Il vaut mieux dire d'emblée ce que le livre n'est pas. Debray ne se demande jamais s'Il existe, tant pis pour ceux qui déjà faisaient réchauffer leur petit ragoût. Il n'écrit pas l'histoire des religions et n'entre pas dans de savantes controverses d'historiens. Il se souvient qu'il fut répondu à Moïse curieux : « Non, je ne te montrerai que mes traces » (Exode 33.2-0). De là, une stratégie consistant à suivre Dieu de dos, « à la trace comme un simple enquêteur... on se contentera de noter les notes, de photographier les marques ».
D'où une « médiologie » qui est l'étude des diverses façons qu'Il a eues de se médiatiser. Dieu se confond en partie avec les supports et signes qui le convoquent et le manifestent : l'argile et le cunéiforme, la plume et le papier seront des marqueurs de Dieu, reléguant dans le néant les peuples à tradition orale. Ceci ne veut pas dire que Dieu se réduit à la technique, mais qu'il « change d'esprit en changeant d'armature ».

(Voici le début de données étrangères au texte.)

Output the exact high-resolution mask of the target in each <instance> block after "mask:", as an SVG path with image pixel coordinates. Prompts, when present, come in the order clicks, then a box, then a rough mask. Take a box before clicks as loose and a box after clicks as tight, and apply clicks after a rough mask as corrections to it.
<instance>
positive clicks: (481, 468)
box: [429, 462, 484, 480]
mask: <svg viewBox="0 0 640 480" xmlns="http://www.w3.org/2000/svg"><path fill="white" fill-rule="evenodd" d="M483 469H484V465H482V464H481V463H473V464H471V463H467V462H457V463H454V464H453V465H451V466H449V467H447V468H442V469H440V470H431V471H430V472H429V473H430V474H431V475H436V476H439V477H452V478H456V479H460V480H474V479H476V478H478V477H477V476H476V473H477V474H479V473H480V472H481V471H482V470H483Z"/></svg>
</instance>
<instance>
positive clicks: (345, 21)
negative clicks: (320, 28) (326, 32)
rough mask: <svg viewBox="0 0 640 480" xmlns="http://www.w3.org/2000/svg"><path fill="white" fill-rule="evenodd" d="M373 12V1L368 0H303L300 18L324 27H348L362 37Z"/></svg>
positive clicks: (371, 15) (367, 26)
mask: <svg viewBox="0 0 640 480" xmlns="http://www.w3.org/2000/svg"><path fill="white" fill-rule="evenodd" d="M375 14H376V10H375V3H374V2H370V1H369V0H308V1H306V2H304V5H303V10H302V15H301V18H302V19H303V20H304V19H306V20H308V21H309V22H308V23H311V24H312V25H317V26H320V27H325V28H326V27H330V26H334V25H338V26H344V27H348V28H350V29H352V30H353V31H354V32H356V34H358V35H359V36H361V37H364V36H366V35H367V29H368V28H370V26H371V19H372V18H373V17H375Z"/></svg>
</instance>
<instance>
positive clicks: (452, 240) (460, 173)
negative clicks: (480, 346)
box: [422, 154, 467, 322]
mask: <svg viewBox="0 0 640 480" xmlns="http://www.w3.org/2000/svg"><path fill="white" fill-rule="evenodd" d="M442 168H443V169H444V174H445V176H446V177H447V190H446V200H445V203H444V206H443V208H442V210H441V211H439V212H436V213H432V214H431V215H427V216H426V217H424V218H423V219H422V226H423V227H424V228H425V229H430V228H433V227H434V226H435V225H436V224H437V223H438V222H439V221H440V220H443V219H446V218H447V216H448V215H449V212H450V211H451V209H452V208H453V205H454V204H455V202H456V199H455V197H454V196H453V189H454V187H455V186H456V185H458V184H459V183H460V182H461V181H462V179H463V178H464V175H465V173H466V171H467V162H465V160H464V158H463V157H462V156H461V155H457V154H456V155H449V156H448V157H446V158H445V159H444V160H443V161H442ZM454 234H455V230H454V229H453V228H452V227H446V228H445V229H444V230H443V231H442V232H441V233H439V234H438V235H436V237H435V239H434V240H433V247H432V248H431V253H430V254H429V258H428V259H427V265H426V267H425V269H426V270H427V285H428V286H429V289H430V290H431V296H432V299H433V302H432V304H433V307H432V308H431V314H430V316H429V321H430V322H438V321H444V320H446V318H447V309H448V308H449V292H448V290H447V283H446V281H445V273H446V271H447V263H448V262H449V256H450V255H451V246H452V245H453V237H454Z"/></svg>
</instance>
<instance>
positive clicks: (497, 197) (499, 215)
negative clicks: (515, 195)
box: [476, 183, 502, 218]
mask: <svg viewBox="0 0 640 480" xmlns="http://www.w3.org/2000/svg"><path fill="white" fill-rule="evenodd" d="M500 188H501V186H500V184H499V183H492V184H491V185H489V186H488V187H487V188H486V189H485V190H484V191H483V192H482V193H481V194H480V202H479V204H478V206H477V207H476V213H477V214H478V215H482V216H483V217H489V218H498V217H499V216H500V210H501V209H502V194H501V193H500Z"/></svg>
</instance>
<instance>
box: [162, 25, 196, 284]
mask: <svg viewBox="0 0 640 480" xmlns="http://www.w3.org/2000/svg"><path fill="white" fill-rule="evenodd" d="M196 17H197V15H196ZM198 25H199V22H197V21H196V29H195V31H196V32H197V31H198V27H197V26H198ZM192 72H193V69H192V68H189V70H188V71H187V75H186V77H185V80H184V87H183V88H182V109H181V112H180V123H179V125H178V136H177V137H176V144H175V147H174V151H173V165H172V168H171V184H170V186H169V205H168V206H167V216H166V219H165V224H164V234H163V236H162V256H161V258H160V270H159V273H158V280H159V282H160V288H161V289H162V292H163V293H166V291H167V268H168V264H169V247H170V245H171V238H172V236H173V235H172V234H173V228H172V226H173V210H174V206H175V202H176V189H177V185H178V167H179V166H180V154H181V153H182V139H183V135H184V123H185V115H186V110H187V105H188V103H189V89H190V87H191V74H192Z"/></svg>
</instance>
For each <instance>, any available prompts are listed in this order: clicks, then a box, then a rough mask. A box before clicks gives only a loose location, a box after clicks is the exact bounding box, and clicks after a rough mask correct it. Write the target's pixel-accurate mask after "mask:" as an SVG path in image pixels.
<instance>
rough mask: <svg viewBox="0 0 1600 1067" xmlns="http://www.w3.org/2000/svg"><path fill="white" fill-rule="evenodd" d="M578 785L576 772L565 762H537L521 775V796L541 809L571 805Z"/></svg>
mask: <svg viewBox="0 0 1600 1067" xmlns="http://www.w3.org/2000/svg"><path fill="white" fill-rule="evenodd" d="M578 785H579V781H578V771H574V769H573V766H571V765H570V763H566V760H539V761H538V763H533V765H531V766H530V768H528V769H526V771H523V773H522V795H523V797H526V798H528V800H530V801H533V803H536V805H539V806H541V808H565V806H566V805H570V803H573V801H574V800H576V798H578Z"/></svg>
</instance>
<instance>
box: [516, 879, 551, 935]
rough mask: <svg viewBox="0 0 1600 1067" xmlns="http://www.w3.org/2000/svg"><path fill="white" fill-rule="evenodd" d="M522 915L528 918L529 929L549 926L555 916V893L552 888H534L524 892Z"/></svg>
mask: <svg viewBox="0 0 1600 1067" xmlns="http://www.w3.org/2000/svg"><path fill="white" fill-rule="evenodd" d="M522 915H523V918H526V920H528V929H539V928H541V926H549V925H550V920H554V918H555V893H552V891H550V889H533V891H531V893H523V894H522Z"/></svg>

Ceci conduit Régis Debray à poser des questions qui font tout le sel d'un livre plein d'intelligente impertinence. Par exemple, pourquoi le monothéisme est-il si récent ? Il date de -2000/-1550 alors que l'embranchement Homo erectus a 1,7 million d'années. Le Père éternel est très en retard sur sa création. Debray en tire une vision intéressante sur les peuples qui ne cessent de réécrire a posteriori leur origine : plus le temps passe, plus une société s'étaye en mythes fondateurs. Ainsi la bible a-t-elle rempli son rôle de « matrice communautaire en fabriquant de l'origine pour s'inventer une destination ».
De façon tout aussi inattendue, l'auteur se demande pourquoi Dieu se plaît dans les déserts, dans l'aridité des montagnes (la montagne, pour Régis Debray, ce n'est jamais que du désert vertical). Le désert est un marqueur de la théophanie. Si l'histoire des hommes commence dans un espace vert, elle se termine dans une ville sainte, Jérusalem. Mais entre les deux s'installe le désert, Abraham quitte Ur, Moïse bivouaque.
Dieu portatif
Mais c'est bien sûr l'alphabet qui scelle la divinité. D'abord trop figuratif chez les Egyptiens, le « graphe », en devenant abstrait, nous détourne de la contemplation superficielle, fixe en mémoire la parole des prophètes. D'où de très pertinents passages sur le support engrammique - rocher, tables -, qui chez les juifs s'allège avec les petits rouleaux de papyrus, les tefillins (1er siècle avant J.C.), ancêtres des microfilms, ou le mezouzah qu'on fixe aux portes, défi à la massive pyramide, véritable « Dieu portatif ».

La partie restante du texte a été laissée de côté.